— Vous êtes chez moi, vous et tout vot’ bazar là !
— Bonjour. C’est chez vous ici ? quelle chance ! Vous avez une espèce de libellule très rares, la cordulie arctique, c’est elle que j’essaye de photographier, là, dans les hautes herbes. Si vous vous approchez vous la verrez.
— J’en ai rien à faire de votre bestiole, tout ce que je sais c’est qu’ici c’est plein de flotte, ça m’attire des moustiques, les vaches elles peuvent pas venir parce qu’elles s’enfoncent et en plus ces herbes-là, elles aiment pas. C’est du terrain de merde, y’a rien de bon ici, mais vous êtes quand même chez moi.
— Vous avez raison, j’aurais dû vous demander. Je passais sur le petit chemin là-haut en revenant de la tourbière et quand j’ai vu votre zone humide, j’ai fait un petit crochet, juste pour jeter un œil, je ne voulais pas déranger et quand j’ai vu la cordulie, je me suis laissé emporter par mon émerveillement je crois. Désolée, toutes mes excuses, monsieur.
— Hmmmm
–Maintenant que vous êtes là, j’en profite pour vous demander votre autorisation pour faire quelques photos ici. Et si je peux revenir demain matin ? Le matin la lumière est plus belle et les insectes sont plus calmes lorsque les températures sont encore fraiches.
— Et vous voulez revenir en plus ! Pour me coucher l’herbe encore une fois ! Et comment je fauche, moi si vous me couchez l’herbe ? Vous manquez pas de toupet ma p’tite dame !
— Je sais, mais cette libellule est exceptionnelle, elle est quasiment sur la liste des espèces menacées tant il est rare de la voir.
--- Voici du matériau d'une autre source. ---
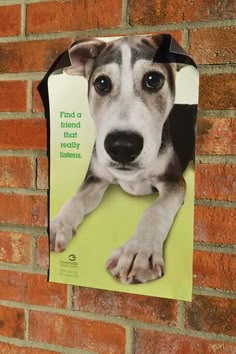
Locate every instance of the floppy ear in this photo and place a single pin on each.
(82, 55)
(169, 51)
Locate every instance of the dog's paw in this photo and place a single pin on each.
(136, 262)
(60, 234)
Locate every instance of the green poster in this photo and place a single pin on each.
(122, 135)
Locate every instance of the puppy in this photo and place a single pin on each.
(141, 145)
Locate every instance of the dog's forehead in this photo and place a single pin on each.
(140, 48)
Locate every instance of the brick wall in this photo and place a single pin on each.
(41, 317)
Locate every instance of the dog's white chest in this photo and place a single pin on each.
(136, 188)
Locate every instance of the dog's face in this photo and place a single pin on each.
(130, 98)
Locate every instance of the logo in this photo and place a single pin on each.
(72, 257)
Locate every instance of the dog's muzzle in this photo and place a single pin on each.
(123, 146)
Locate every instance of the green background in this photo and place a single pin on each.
(116, 218)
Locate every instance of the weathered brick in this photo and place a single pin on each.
(214, 225)
(211, 314)
(42, 173)
(13, 94)
(217, 91)
(37, 101)
(12, 25)
(73, 15)
(77, 333)
(31, 289)
(12, 322)
(157, 310)
(172, 11)
(15, 247)
(40, 55)
(216, 136)
(208, 265)
(16, 172)
(23, 134)
(215, 181)
(42, 251)
(8, 348)
(213, 45)
(19, 209)
(153, 342)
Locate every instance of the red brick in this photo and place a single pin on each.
(153, 342)
(216, 136)
(217, 91)
(214, 225)
(208, 265)
(23, 134)
(42, 252)
(37, 101)
(73, 15)
(19, 209)
(32, 289)
(172, 11)
(162, 311)
(213, 45)
(42, 173)
(12, 25)
(212, 314)
(8, 348)
(31, 56)
(215, 182)
(15, 248)
(16, 172)
(77, 333)
(12, 322)
(13, 95)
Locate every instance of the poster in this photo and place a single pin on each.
(122, 136)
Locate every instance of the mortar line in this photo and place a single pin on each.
(31, 75)
(216, 114)
(122, 30)
(23, 191)
(21, 115)
(214, 292)
(130, 340)
(213, 69)
(118, 321)
(41, 345)
(215, 248)
(24, 229)
(29, 153)
(29, 269)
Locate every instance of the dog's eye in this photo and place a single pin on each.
(153, 81)
(102, 85)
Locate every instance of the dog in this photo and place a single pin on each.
(143, 143)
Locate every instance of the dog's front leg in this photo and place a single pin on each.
(141, 258)
(64, 225)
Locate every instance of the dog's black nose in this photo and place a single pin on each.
(123, 146)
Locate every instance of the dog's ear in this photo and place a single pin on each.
(169, 51)
(82, 55)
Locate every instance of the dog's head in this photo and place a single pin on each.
(130, 97)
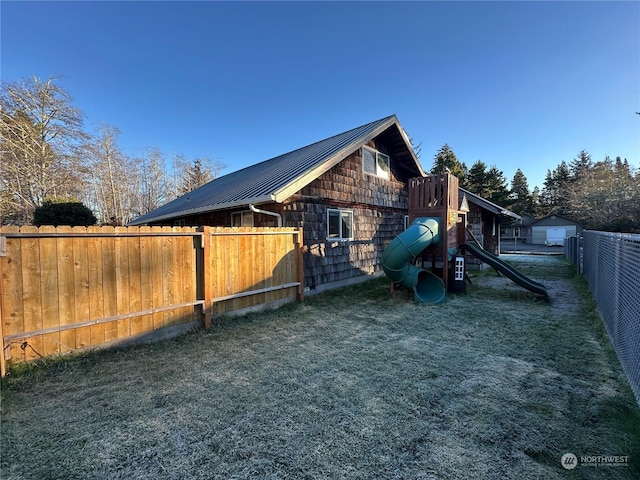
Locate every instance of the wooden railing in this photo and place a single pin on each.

Revenir me permettrait de faire progresser les connaissances sur cette espèce, de mieux la connaitre et de mieux la protéger.
— Et mon champ, qui c’est qui me le protège, mon champ ? Encore avant-hier j’ai retrouvé toutes les poubelles d’un pique-nique, les canettes de coca, les bouteilles de bière, là juste à côté de la route, ils ont dû jeter ça depuis la voiture. Et les crottes de chien dans le foin, vous pensez que c’est agréable de mettre les mains dedans, de nourrir ses animaux avec des merdes de clébard ? Les miens de chiens, ils sont bien élevés, ils vont aux vaches, mais c’est tout, ils mettront jamais une patte dans un champs qu’est pas fauché.
— Alors pour les chiens je suis bien d’accord avec vous, ils piétinent tout n’importe comment, ils vous sautent dessus, il parait que c’est pour jouer, mais quand je travaille, ça m’amuse pas du tout d’avoir un chien qui vient me sauter dessus et qui fait fuir les insectes. En plus ils aboient, ça fait peur à tous les animaux que j’essaye d’observer, ils essayent d’attraper les papillons, une catastrophe ! Et les maitres ne voient même pas le problème. Alors j’imagine quand vous leur parlez de coucher l’herbe qui n’est pas fauchée …
— C’est vrai que vous, vous avez fait attention vous avez pas fait trop de dégâts. En plus, ce champ-là je vais pas le faucher pour le foin cette année, les vaches elles aiment pas les herbes qu’il y a dedans. Je vais juste le faucher pour que ça sèche un peu toute cette flotte. Dès qu’il pleut ici c’est une catastrophe, on peut plus marcher.
— C’est bizarre ce que vous dites, du coup si c’est humide, les gens ne marcheront pas dans votre champ. Ça devrait vous arranger. En plus, les zones humides, normalement, elles sont protégées.
— Ah non, me dites pas que je peux même plus faire ce que je veux chez moi ! C’est un comble ça, m’emmerder pour trois grenouilles alors que je paie mes impôts toujours réglo moi !
— D’un autre côté, ce serait mieux pour vous que ce soit classé ici. Vous ne pouvez pas exploiter ce terrain pour vos vaches, et vous perdez du temps à le faucher sans récupérer le foin. Si votre terrain est classé, vous aurez des aides.
— Ah, des aides ? Faut voir combien aussi, parce qu’ici c’est chez moi, je veux pas qu’on me dise ce que je dois faire chez moi, hein. On est ici depuis des générations, sur ce terrain et c’est pas moi qui vais lâcher l’héritage de mes anciens, ça non !
— Si vous voulez, je vous ramène un dossier demain en venant faire mes photos et on regarde ça ensemble ?
— Pourquoi pas. Si le aides sont correctes et qu’il faut rien faire sur le champ, on peut voir.
— Parfait, je passe chez vous demain matin après mes observations alors.
— Et… vous pourrez me montrer une photo de cette fameuse bestiole arctique que je voie à quoi elle ressemble ?
— Bien sûr. Vous verrez, elle est très jolie, elle a les yeux verts.